Tasmanian Hockey Centre
- Interactive map of Tasmanian Hockey Centre
- Location: 1 Bell Street, New Town, Tasmania, 7008
- Coordinates: 42°51′14″S 147°18′51″E﻿ / ﻿42.85389°S 147.31417°E
- Owner: Government of Australia
- Operator: Hockey Tasmania
- Capacity: 600 (fixed)

Tenants
- Hockey Tasmania AHL (1991–2018): Tassie Tigers (M) and Tassie Van Demons (W) Hockey One (2019–): Tassie Tigers (M + W)

= Tasmanian Hockey Centre =

Stadium in Hobart, Tasmania

The Tasmanian Hockey Centre is a government-owned outdoor field hockey stadium located in New Town, Tasmania, a northern suburb of Hobart. It offers three international standard water-based hockey pitches which are used for both international and domestic competition, as well as training activities.

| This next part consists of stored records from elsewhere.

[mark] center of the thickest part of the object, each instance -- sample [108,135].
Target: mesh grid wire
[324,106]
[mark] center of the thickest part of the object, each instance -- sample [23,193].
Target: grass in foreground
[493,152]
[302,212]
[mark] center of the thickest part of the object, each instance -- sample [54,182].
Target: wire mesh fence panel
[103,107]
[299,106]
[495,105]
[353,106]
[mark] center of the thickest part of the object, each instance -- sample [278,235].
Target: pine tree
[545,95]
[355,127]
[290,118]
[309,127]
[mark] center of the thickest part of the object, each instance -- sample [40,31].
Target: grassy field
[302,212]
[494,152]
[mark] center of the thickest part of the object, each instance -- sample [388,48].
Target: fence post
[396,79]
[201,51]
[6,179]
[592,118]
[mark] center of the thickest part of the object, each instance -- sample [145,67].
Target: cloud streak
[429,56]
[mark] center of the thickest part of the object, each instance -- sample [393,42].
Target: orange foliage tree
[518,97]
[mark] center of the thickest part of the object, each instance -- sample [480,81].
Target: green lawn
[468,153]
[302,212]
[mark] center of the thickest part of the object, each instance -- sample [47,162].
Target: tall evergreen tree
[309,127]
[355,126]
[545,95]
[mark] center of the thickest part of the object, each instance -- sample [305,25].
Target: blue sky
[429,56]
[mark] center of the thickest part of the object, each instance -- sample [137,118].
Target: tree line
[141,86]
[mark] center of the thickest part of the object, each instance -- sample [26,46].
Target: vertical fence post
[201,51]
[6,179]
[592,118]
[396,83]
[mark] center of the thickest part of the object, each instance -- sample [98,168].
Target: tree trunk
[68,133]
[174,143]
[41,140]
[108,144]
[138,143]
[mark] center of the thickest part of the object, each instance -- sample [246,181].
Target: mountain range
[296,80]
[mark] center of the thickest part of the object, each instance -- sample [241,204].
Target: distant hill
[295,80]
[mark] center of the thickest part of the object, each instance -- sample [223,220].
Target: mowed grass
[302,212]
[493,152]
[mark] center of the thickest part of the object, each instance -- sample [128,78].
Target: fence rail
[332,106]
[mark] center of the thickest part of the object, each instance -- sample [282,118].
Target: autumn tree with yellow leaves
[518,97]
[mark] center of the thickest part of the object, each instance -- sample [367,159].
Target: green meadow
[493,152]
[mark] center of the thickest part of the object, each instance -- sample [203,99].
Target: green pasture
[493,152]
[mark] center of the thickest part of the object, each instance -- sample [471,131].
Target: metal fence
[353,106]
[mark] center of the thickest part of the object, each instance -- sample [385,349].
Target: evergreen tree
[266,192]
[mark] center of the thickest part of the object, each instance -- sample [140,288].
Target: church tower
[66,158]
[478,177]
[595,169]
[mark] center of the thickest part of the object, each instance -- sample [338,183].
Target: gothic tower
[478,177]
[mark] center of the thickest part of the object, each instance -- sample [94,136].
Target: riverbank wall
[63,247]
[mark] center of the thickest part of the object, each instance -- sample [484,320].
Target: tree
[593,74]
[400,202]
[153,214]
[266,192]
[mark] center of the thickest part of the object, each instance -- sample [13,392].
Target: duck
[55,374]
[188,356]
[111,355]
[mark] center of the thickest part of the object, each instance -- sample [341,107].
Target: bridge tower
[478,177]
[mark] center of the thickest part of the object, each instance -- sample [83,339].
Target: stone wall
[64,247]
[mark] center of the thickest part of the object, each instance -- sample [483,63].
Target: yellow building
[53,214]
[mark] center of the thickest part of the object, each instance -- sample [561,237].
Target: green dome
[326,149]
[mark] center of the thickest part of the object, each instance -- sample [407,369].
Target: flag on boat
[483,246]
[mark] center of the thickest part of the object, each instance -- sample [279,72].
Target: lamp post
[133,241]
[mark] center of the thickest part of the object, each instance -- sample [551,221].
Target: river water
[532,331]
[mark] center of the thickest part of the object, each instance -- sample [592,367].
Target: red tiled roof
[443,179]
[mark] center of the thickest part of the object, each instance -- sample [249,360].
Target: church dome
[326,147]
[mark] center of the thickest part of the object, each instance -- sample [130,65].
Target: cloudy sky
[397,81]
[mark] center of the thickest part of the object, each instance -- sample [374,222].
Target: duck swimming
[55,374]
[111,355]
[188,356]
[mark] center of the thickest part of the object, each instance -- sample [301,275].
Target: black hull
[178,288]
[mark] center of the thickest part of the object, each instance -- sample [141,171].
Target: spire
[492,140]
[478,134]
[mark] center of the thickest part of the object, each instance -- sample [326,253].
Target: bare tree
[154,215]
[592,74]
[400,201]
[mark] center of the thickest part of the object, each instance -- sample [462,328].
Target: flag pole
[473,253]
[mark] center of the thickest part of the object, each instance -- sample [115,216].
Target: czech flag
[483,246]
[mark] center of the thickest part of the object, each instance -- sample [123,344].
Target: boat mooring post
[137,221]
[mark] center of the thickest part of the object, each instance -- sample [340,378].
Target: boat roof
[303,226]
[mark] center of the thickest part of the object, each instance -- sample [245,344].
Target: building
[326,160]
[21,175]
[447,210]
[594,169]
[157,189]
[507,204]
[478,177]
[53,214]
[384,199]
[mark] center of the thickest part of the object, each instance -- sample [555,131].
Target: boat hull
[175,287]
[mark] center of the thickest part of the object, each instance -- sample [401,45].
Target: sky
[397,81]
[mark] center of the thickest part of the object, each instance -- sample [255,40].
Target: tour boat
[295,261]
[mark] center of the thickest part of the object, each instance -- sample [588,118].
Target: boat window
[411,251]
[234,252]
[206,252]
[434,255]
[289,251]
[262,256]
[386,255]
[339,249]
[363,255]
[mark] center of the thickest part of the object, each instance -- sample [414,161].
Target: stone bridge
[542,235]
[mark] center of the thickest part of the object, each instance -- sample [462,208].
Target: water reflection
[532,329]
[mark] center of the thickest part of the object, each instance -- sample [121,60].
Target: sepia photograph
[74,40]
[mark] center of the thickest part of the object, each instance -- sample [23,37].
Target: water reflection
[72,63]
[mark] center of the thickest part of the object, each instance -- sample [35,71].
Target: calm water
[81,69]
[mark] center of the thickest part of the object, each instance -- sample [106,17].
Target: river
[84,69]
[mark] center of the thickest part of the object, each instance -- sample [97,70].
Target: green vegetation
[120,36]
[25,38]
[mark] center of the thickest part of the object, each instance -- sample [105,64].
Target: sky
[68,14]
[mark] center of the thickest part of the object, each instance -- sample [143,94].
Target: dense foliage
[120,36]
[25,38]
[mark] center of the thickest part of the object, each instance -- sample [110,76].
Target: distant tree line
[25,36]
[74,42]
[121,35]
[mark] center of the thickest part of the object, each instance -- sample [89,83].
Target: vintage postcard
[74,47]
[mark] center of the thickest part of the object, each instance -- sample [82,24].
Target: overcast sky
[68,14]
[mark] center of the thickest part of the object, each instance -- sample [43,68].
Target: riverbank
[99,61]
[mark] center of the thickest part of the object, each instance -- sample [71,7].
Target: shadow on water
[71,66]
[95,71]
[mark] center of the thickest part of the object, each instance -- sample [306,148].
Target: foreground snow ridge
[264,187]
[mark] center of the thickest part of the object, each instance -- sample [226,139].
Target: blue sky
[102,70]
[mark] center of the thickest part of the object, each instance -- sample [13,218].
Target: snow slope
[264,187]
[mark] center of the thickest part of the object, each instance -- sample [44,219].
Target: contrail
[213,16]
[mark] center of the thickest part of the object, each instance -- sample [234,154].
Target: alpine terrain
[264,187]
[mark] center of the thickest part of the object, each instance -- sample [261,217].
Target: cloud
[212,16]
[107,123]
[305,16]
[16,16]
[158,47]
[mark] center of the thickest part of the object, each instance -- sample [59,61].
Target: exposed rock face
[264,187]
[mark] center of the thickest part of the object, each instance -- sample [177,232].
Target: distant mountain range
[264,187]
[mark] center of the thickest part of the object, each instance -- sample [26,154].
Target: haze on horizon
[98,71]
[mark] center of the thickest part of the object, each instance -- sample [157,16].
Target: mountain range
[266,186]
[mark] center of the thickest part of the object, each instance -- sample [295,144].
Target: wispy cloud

The stadium is home to the Tassie Tigers men's and women's hockey teams in Hockey Australia's premier domestic league, the Sultana Bran Hockey One League.

==Facilities==
===Pitches===
The Tasmanian Hockey Centre houses three international water-based pitches. The two main pitches are separated by the main building.

===Function rooms===
The Tasmanian Hockey Centre is home to 'The Function Centre', a public café. In addition to this, the Function Centre can also host large functions, with a choice of private function rooms housed within the complex.

==Hockey==
===National competitions===
The Tasmanian Hockey Centre has played host to a number of national championships. The centre most recently hosted home matches for the Tassie Tigers in the Sultana Bran Hockey One League in the league's inaugural editions.

===International competitions===
In addition to national competition, the centre has also hosted international competitions on a number of occasions, including:

- 2001 Men's FIH Junior World Cup.
- 2011 Men's and Women's editions of the Oceania Cup.